C’est qu’en effet, même dans ceux de ces détails qui peuvent ne pas flatter nos sens, la nature a si bien organisé les êtres qu’elle nous procure, à les contempler, d’inexprimables jouissances, pour peu qu’on sache remonter aux causes et qu’on soit réellement philosophe.

Quelle contradiction et quelle folie ne serait-ce donc pas de se complaire à regarder de simples copies de ces êtres, en admirant l’art ingénieux qui les produit, en peinture ou en sculpture, et de ne point se passionner encore plus vivement pour la réalité de ces êtres que crée la nature, et dont il nous est donné de pouvoir comprendre le but !

Aussi, ce serait une vraie puérilité que de reculer devant l’étude des êtres les plus infimes.

Car dans toutes les œuvres de la nature, il y a toujours place pour l’admiration, et l’on peut leur appliquer à toutes sans exception le mot qu’on prête à Héraclite, répondant aux étrangers qui étaient venus pour le voir et s’entretenir avec lui.

Comme en l’abordant, ils le trouvèrent qui se chauffait au feu de la cuisine : « Entrez sans crainte, entrez toujours, » leur dit le philosophe, « les Dieux sont ici comme partout. »

De même, dans l’étude des animaux, quels qu’ils soient, nous ne devons jamais détourner nos regards dédaigneux, parce que, dans tous indistinctement, il y a quelque chose de la puissance de la nature et de sa beauté.

Il n’y a jamais de hasard dans les œuvres qu’elle nous présente.
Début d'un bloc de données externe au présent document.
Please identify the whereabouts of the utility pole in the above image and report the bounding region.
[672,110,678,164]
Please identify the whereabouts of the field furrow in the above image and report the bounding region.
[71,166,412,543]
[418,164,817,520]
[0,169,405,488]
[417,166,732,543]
Toujours ces œuvres ont en vue une certaine fin ; et il n’y a rien au monde où le caractère de cause finale éclate plus éminemment qu’en elles. Or la fin en vue de laquelle une chose subsiste ou se produit, est précisément ce qui constitue pour cette chose sa beauté et sa perfection.

Que si quelqu’un était porté à mépriser comme au-dessous de lui l’étude des autres animaux, qu’il sache que ce serait aussi se mépriser soi-même; car ce n’est pas sans la plus grande répugnance qu’on parvient à connaître l’organisation de l’homme, sang, chairs, os, veines et tant d’autres parties du genre de celles-là.

De même il faut encore penser, quand on s’occupe d’une partie du corps ou d’un organe quelconque, qu’on ne doit pas seulement faire mention de la matière et ne songer qu’à elle, mais qu’on doit s’attacher à la forme totale de l’être qu’on étudie, de même qu’à l’occasion on parle de la maison tout entière, et non pas uniquement des moellons, du ciment et des bois qui la composent.

C’est ainsi qu’en étudiant la nature, il faut s’occuper de la composition totale des êtres et de toute leur substance, et non pas uniquement de ces attributs qui ne sauraient subsister séparément de leur substance même. »

Et si l’on pousse le raisonnement jusqu’au bout, on voit que les êtres vivants ne pourraient pas vivre sans Gaïa – tous les êtres vivants relèvent de la planète Terre, de la Nature.